Michael Williams

Over the Past twenty five years, Michael Williams has written a number of strange novels, from the early Weasel’s Luck and Galen Beknighted in the best-selling Dragonlance series to the more recent lyrical and experimental Arcady, singled out for praise by Locus and Asimov’s magazines.  In Trajan’s Arch, his eleventh novel, stories fold into stories and a boy grows up with ghostly mentors, and the recent published Vine mingles Greek tragedy and urban legend, as a local dramatic production  in a small city goes humorously, then horrifically, awry.  Trajan’s Arch and Vine are two of the books in William’s highly anticipated City Quartet, to be joined in 2018 by Dominic’s Ghosts and Tattered Men.  Williams was born in Louisville, Ky, and spent much of his childhood in the south central part of the state, the red – dirt gothic home of the Appalachian foothills and stories of Confederate gorillas.   Through good luck and a roundabout journey he made his way through New England, New York, Wisconsin, Britian, and Ireland, and has ended up less than where he began.  He has a Ph.D in Humanities, and teaches at the University of Louisville, where he focuses on the Modern Fantastic in fiction and film. He is married to Rhonda Williams and they have two grown sons.          

 

Dominic’s Ghosts

Genre: Metaphysical Fiction

Dominic’s Ghosts is a mythic novel set in the contemporary Midwest. Returning to the home town of his missing father on a search for his own origins, Dominic Rackett is swept up in a murky conspiracy involving a suspicious scholar, a Himalayan legend, and subliminal clues from a silent film festival. As those around him fall prey to rising fear and shrill fanaticism, he follows the branching trails of cinema monsters and figures from a very real past, as phantoms invade the streets of his once-familiar city and one of them, glimpsed in distorted shadows of alleys and urban parks, begins to look uncannily familiar.

 

Vine: An Urban Legend

Genre: Metaphysical Fiction

 Amateur theatre director Stephen Thorne plots a sensational production of a Greek tragedy in order to ruffle feathers in the small city where he lives. Accompanied by an eccentric and fly-by-night cast and crew, he prepares for opening night, unaware that as he unleashes the play, he has drawn the attention of ancient and powerful forces.

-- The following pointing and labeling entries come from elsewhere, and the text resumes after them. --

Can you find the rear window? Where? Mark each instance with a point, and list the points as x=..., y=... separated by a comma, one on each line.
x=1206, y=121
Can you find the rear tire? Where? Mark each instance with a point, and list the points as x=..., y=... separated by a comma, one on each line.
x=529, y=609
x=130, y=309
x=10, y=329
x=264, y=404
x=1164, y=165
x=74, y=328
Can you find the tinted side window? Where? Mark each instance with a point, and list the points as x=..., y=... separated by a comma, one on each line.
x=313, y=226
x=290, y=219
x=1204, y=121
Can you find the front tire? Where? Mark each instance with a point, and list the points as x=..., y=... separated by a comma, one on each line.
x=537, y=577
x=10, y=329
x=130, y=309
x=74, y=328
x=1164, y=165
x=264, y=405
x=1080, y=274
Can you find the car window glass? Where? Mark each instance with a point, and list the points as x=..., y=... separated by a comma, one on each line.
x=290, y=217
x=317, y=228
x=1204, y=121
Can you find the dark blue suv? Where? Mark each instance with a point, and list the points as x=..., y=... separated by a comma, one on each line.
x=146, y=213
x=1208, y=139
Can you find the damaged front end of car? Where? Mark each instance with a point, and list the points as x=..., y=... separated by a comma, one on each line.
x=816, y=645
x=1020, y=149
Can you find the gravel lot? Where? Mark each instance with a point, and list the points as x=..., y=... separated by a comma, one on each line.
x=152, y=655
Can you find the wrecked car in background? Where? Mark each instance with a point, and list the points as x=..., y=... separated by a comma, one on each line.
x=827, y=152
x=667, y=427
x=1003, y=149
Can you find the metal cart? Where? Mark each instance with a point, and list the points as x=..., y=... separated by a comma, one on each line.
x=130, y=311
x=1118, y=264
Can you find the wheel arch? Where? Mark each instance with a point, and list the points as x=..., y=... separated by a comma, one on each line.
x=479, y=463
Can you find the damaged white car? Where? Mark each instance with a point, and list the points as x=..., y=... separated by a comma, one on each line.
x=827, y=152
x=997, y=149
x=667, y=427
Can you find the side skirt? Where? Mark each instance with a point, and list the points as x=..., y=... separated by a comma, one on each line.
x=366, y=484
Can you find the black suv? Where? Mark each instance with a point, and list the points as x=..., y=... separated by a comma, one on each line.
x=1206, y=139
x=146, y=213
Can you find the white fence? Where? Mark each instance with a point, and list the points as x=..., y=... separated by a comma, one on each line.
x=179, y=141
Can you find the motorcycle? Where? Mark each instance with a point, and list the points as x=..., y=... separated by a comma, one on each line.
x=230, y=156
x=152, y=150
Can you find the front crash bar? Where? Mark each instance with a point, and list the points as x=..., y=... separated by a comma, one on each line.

Michael Williams’ VINE: AN URBAN LEGEND weds Greek Tragedy and urban legend with dangerous intoxication, as the drama rushes to its dark and inevitable conclusion.

Tattered Men

Genre: Metaphysical Fiction

When a body washes ashore downstream from the city, the discovery saddens the small neighborhood south of Broadway. A homeless man, T. Tommy Briscoe, whose life had intertwined with a bookstore, a bar, and the city’s outdoor theater had touched many lives at an angle. One was that of Mickey Walsh, a fly-by-night academic and historian, who becomes fascinated with the circumstances surrounding the drowning.

From the beginning there seems to be foul play regarding Briscoe’s death, and, goaded on by his own curiosity and the urging of two old friends, Walsh begins to examine the case when the police give it up. His journey will take him into the long biography of a man who might have turned out otherwise and glorious, but instead fell into and through the underside of history, finding harsh magic and an even harsher world. Despite the story of Tommy’s sad and shortened life, Walsh begins to discover curious patterns, ancient and mythic, in its events—patterns that lead him to secrets surrounding the life and death of Tommy Briscoe, and reveal his own mysteries in the searching.

Tattered Men is one of the novels of the City Quartet, an interrelated group of novels that can be read in any order that also includes Dominic’s Ghosts, Trajan’s Arch, and Vine: An Urban Legend.

Trajan’s Arch

Genre: Mythic Fiction

Gabriel Rackett stands at the threshold of middle age. He lives north of Chicago and teaches at a small community college. He has written one novel and has no prospects of writing another, his powers stagnated by drink and loss. Into his possession comes a manuscript, written by a childhood friend and neighbor, which ignites his memory and takes him back to his mysterious mentor and the ghosts that haunted his own coming of age. Now, at the ebb of his resources, Gabriel returns to his old haunts through a series of fantastic stories spilling dangerously off the page–tales that will preoccupy and pursue him back to their dark and secret sources.